ジョークか、マジか。2

 十分足らずで家に着く。

 平日昼間。家には誰もいない。

 父と母は共働きで、二十歳を過ぎた一人娘の自分は、遊び歩いていると云ってもいい程だ。実際には違うが、気持ち的に。

 お腹が空いている。このまま玄関先にバッグを投げ出し、軽くお昼を済ませ、シャワーを浴び仮眠を取る。そんなコースが浮かんだが、誰に見られるわけでもない自分の顔を万が一にでも親が帰ってきて訊かれたら――、そう思い直し階段を上がって自室にバッグを放った。脱ぎ散らかした部屋着を手に取り、脱衣所に向かい扉をぴっちり閉ざした。

 ドラム式の洗濯機の中から、父と母と自分の服を取り出すと、着ていたワンピースを脱ぎ、それだけ放り投げ、少量の洗剤柔軟剤と共にスイッチを入れた。ごうんごうん音がしだす。

「ふう」

 溜息をついた。

 ひと仕事終わった気分。

 富美のことでそんな気分を抱いた自分に腹が立ち、千香はずっと違和感があって仕方がなかった顔を両の手で挟んでぐにぐにと揉む。

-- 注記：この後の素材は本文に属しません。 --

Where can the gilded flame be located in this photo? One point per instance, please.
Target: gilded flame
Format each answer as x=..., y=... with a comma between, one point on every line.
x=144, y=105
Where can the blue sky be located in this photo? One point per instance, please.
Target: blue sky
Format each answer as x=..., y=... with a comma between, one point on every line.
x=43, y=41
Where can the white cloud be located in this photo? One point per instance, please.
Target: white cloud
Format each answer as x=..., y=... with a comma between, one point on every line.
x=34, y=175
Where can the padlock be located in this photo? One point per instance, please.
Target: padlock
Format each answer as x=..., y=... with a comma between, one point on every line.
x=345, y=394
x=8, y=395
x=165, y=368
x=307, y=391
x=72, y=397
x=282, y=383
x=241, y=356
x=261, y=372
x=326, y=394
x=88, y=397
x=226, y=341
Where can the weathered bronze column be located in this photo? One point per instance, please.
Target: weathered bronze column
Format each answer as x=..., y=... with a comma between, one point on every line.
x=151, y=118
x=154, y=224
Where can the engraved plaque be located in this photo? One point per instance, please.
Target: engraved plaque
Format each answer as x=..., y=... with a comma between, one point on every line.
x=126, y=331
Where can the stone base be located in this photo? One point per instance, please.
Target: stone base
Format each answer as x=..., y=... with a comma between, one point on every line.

 突っ張った表情のまま素っ裸の自分の体を見下ろした。

 膨らんでいるというより、尖っていると見える胸に、ぺこんと引っ込んだお腹、小さなへその真横に小さなほくろ、骨ばった鼠径部の下の、先まで弄られていた局部には、本当に薄っすらとではあるが毛が生えている。両手を体手前でぴんと伸ばし、あまり好きではない小さな手のひらと、二十・五センチしかないつま先とを交互に透かし見るようにする。

 鏡の前に移動する。

 透き通った鏡に子供みたいな千香が映っていた。

「富美」

 小さく呟いた。彼女に後ろから抱きしめてもらったら、顔の位置はこのくらいか。肩に顎を乗せられて、振り向き様にキスをする妄想をする。自分から舌を伸ばす。その拙さは彼女を喜ばせるに違いない。蹂躙される己が口腔を夢想し、涎が充溢したきたところで、断ち切り身を翻し、風呂場のスライド扉を開けた。

 熱いシャワーを浴びながら、富美とはじめて出会った夏を思い出す。